The two rugs I bought from Tayfun in April arrive this week delivered by one of his agents. Like you mother, I don’t know exactly how this happened, but I fell under his spell and the beauty of the rugs. He is married to an American woman and my father and I spent a wonderful time having lunch and talking with him after the sale.

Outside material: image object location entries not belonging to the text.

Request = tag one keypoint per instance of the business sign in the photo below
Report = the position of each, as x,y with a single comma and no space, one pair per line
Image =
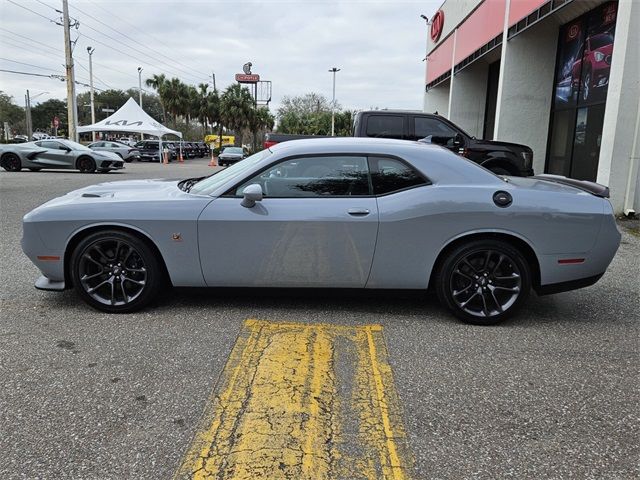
437,24
247,78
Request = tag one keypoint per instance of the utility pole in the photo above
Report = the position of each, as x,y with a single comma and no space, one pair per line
334,70
140,85
71,80
27,105
90,50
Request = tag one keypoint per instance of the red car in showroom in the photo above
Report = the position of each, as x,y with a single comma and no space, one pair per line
594,64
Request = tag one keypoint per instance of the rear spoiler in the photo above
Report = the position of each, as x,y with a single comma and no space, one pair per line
590,187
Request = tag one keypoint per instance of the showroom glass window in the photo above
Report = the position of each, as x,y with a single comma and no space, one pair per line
585,49
318,176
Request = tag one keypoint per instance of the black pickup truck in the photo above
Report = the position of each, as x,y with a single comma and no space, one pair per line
502,158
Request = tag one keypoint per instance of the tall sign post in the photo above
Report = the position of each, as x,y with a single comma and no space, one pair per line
71,81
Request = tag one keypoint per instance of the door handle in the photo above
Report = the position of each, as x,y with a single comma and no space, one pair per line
358,212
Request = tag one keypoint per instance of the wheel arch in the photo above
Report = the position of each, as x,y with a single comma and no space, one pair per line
514,240
83,232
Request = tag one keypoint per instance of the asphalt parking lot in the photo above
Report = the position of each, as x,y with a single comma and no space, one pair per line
550,394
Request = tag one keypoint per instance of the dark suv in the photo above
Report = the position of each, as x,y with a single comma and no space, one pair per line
502,158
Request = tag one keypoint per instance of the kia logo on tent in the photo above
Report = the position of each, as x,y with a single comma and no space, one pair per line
437,22
122,123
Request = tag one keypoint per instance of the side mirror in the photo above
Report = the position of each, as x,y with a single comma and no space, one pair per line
250,195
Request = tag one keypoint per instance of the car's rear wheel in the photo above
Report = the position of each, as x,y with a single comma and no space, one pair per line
11,162
484,281
86,165
115,272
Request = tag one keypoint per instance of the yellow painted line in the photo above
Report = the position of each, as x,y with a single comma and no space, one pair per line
396,464
278,410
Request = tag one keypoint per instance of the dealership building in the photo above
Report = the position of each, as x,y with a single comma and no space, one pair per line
561,76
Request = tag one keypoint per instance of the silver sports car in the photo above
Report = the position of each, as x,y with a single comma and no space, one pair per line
347,213
56,154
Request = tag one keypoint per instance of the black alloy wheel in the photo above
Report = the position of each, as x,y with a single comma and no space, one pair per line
11,162
484,282
86,165
115,272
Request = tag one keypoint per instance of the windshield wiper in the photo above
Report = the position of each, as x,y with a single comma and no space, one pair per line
186,185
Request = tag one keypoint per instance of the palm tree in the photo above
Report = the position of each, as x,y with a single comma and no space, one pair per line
236,108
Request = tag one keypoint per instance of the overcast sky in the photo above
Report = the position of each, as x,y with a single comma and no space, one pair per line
378,45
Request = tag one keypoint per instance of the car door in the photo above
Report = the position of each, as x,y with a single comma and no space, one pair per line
56,155
315,226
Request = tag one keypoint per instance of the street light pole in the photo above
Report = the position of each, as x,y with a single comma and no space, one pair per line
90,51
140,84
334,70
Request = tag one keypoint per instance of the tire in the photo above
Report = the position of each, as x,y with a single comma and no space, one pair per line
503,279
115,272
11,162
86,165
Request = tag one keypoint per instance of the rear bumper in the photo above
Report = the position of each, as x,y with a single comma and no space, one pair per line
567,286
44,283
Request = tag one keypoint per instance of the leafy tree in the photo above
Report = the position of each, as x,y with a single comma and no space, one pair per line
43,113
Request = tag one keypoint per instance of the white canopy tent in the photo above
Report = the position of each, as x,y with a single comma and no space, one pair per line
131,118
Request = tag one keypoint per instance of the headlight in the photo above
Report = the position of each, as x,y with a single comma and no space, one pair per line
527,156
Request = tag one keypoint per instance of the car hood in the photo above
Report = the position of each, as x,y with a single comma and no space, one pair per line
105,154
121,191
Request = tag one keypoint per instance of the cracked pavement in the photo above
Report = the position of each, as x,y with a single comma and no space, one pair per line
551,394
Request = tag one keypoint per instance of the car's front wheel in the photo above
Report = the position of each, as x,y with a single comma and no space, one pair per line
115,271
484,281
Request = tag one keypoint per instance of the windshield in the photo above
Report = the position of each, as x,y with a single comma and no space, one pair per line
232,150
74,145
235,171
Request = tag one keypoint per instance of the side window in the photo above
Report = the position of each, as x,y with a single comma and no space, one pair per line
425,126
385,126
391,175
313,177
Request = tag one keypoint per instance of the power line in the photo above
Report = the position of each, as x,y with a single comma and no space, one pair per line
33,11
58,77
94,75
177,63
28,64
29,39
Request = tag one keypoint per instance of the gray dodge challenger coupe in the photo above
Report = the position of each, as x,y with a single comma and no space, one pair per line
345,213
57,154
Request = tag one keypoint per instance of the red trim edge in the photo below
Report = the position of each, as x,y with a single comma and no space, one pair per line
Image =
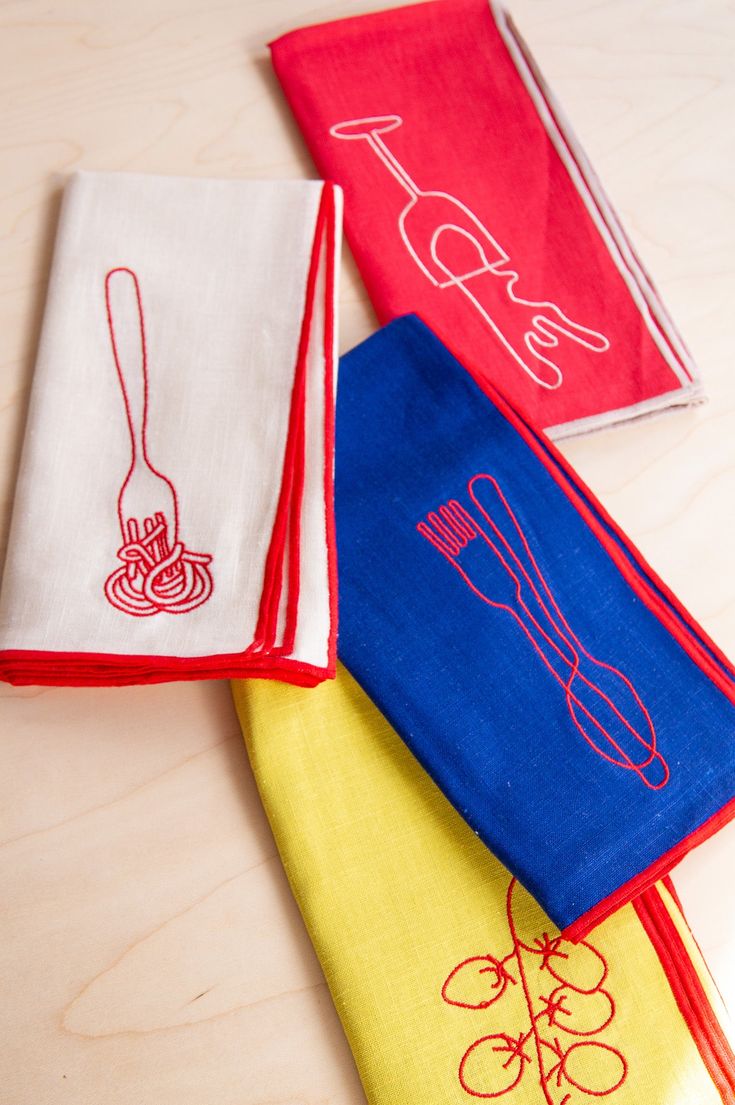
43,667
641,882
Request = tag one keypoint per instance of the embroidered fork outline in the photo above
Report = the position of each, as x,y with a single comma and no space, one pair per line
158,572
544,334
550,1054
450,530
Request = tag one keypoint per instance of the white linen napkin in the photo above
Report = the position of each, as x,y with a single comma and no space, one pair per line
174,511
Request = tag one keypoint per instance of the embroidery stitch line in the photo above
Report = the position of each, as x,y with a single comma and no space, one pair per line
158,575
546,324
520,590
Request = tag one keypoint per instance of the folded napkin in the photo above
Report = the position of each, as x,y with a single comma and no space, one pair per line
469,200
559,695
174,511
450,981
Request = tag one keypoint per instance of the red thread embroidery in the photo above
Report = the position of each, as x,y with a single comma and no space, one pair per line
522,590
578,1006
158,572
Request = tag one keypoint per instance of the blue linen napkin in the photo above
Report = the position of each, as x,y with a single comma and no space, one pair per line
555,690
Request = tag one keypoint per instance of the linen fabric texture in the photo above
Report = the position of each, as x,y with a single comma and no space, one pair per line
451,984
470,201
174,512
559,695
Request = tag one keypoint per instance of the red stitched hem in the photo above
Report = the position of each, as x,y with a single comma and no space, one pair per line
641,882
690,635
39,667
34,667
689,992
692,638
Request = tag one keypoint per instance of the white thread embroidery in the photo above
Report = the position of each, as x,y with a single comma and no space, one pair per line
547,322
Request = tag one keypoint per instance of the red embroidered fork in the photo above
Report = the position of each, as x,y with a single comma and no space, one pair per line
599,716
158,572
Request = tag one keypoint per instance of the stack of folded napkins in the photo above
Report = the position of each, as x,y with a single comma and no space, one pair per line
174,513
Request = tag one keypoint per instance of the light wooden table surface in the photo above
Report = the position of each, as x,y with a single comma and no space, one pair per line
149,950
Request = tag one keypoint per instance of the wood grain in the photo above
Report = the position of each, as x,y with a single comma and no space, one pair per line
149,948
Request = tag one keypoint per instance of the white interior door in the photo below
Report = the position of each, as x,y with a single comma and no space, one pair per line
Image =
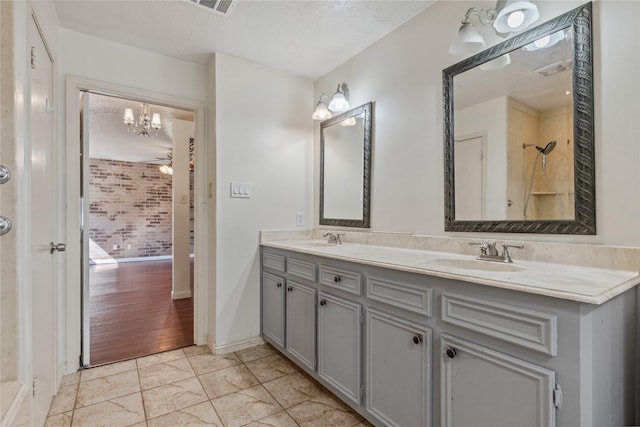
43,188
84,218
469,189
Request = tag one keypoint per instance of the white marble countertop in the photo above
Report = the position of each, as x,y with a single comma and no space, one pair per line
570,282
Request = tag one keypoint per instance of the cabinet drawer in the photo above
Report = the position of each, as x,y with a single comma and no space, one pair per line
273,261
302,269
348,281
399,294
534,330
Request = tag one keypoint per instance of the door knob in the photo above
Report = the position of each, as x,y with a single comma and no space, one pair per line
5,225
60,247
5,174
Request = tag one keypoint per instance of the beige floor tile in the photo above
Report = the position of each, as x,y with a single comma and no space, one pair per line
271,367
71,379
122,411
106,370
227,381
65,400
281,419
322,411
293,389
203,363
59,420
196,349
154,359
243,407
197,415
165,373
107,388
256,352
173,397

Hi Priscilla, glad to know we are not alone in our pursuit of beauty in the textile arts, and vulnerability to knowledgeable, kind gentlemen such as Tayfun! We are still waiting for the delivery of our rugs but I have no doubt that my hallway will be as graced as I’ve been imagining. I’ll try to post a picture–
Pingback: 10 Best Things About Turkey (so far) « Live Clay
Hi! Could you please tell me the name or type of the rug you bought. Thanks
Hi Bejoy, you can read a little bit about the region where my rug was purchased in this post (toward the bottom) https://liveclay.wordpress.com/2011/05/22/i-cant-believe-i-bought-a-turkish-rug/ and see a picture of it here https://liveclay.wordpress.com/2011/06/25/turkish-rug-has-arrived/. When I get home today, I will look on the certificate to see iif there is a more specific name for this kind of rug. I am really happy with it. My mom also purchased a silk/cotton rug, and a cotton/cotton, and she is also happy.
Amazing! I’m the in market for one in Dubai and overwhelmed by the whole process (choosing one, bargaining, finding a reliable store, etc.) Also considering a trip to Turkey….
Hi longhornsandcamels! Yes, the rug purchasing was very intimidating and not something I would do without some knowledge about the products & process. We were lucky–on this trip to Turkey we were taken only to reputable establishments. Even so, the Turks are freaking great salesmen.
Is there a local person who might guide you, who knows a little about buying good rugs?? We loved Turkey! You should definitely put it on your agenda…
it’s BEAUTIFUL, Laura…..and colors are fabulous!